Pollok Country Park is the largest park in Glasgow and was given to the city by Mrs Anne Maxwell Macdonald in 1966, the Old Pollok estate having been in the Maxwell family for 700 years. It famously contains the Burrell Collection in its now superbly refurbished building.

Duthie Park in Aberdeen is another city park donated by a woman, in this case Miss Eizabeth Crosbie Duthie in 1880 who gave it for the ‘“wellbeing and recreation of Aberdeen inhabitants”. Opened three years later, Duthie Park includes a winter garden and several restored Victorian features such as the bandstand.

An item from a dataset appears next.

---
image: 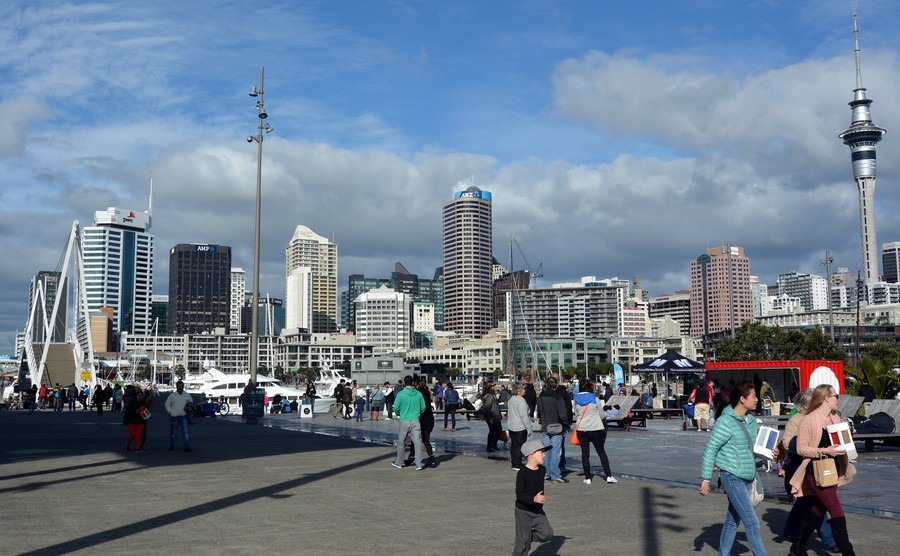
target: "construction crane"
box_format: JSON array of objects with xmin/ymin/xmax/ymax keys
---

Camperdown Country Park is the largest park in Dundee and is named after the battle at which Admiral Adam Duncan led the Royal Navy to victory over the Dutch in 1797. Duncan’s family built Camperdown House, a Grade A listed building, at the centre of the park, which also contains a wildlife centre and a golf course.

As “also rans” I would like to mention several parks of historic interest including Kelvingrove in Glasgow, Vogrie, near Gorebridge, in Midlothian, Pittencrieff in Dunfermline and Levengrove in Dumbarton – not a lot of people know that the internal organs of King Robert the Bruce were interred at St Serf’s Church in Levengrove.